The scriptures for the Second Sunday of Advent are quickly setting a scene for us.  We are being prepared for the celebration of the great Mystery of Incarnation, and part of our preparation is all about reflecting on how it is, in fact, we prepare ourselves to welcome Jesus into our own lives anew.

Paul’s letter to the Philippians speaks of the love he holds for them because of their partnership with him in service of the gospel.  Paul reminds them that he prays for them always, “with joy,” and he affirms a profound truth for them, as though they might not be able to glimpse it yet for themselves: “I am confident of this, (he writes) that the one who began a good work in you will continue to complete it until the day of Christ Jesus.”  This idea of a work begun in our lives that is continuing to unfold and find its fulfilment is one of the more beautiful ideas in the writings of Paul, to my mind.  It is the prayer of every good pastor.

I know that in times past, pastors were often seen as holding unswerving dominion over their parishes. When I listen to stories about the old-time pastors in the Archdiocese, I often think I am listening to stories about a time when gods walked among men.  The stories tell of driven, committed and determined men who gave their lives in service of a community, often building a parish from the ground up.  To hear these stories is to hear often about the sheer force of will on the part of these characters which saw our local parishes opened, built, and become vibrant communities of faith.  Today, however, this model no longer holds.  It's not for any lack of commitment or determination, but because as time has passed so too have our models of leadership.  Today, parishioners are much more actively involved in their parish communities.  Not only are there a host of volunteer ministers making our mission and outreach possible, but volunteers also serve in parish governance and advisory bodies.

The partnership of which St. Paul spoke in service of the gospel is very real in our time, and that is a wonderful gift for the community of believers.  This partnership is a concrete and practical expression of our opening our lives to leaning into the Reign of God proclaimed by Jesus Christ, and to our participation in building it up.  It is, perhaps, our modern approach to making straight the crooked paths, to filling in valleys and to leveling hills and mountains.  The purpose of all our efforts in ministry, and in building up the life of the community of believers, is to serve the mission of Jesus Christ.  In a real sense, it is our partnership of commitment to the gospel that makes possible an encounter between a seeker and the mercy, compassion and hands-on goodness of Jesus.  In this, as your pastor, I see the finger of God moving deliberately and confidently.  We don’t all do the same thing.  We don’t all give of ourselves in the same way.
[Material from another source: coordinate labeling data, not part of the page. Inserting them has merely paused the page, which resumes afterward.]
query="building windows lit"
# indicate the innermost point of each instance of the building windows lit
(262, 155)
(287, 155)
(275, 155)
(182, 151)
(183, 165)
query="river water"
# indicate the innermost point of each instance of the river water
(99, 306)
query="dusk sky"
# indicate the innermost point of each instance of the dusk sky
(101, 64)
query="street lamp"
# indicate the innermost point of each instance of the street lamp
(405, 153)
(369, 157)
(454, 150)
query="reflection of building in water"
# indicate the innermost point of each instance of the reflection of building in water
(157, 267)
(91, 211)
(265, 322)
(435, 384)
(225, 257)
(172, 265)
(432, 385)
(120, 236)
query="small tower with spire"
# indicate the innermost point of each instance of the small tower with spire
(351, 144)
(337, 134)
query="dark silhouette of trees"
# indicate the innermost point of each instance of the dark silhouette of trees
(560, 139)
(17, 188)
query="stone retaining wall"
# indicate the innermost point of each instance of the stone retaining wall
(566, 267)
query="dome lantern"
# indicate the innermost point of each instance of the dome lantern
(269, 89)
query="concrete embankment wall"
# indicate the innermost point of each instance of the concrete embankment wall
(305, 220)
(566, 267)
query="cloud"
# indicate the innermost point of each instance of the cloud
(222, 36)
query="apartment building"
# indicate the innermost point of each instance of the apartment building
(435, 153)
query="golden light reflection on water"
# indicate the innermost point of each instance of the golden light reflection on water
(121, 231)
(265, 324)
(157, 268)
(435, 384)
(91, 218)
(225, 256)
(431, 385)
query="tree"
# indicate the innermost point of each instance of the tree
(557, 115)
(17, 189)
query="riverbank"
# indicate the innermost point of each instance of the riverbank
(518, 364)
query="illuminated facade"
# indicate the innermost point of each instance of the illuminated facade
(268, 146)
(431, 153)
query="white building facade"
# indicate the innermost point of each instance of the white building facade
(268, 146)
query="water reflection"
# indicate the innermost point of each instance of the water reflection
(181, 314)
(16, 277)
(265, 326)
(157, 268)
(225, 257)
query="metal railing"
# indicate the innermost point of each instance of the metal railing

We can’t all contribute in the way another person does.  However, we each do our own bit.  We each serve in the manner in which it is given to us by God to serve.  In this way, so much is accomplished and so much is made possible in the practical ways of our being a community of believers here at Lourdes.  And so, as pastor of this little community of believers, I join in prayer, paraphrasing the Apostle: 

May your love continue to grow and grow in knowledge and every kind of perception, so that you may truly discern what is of real value, in order that you may be pure and blameless for the day of Christ, to the glory and praise of God, our Father. Amen.”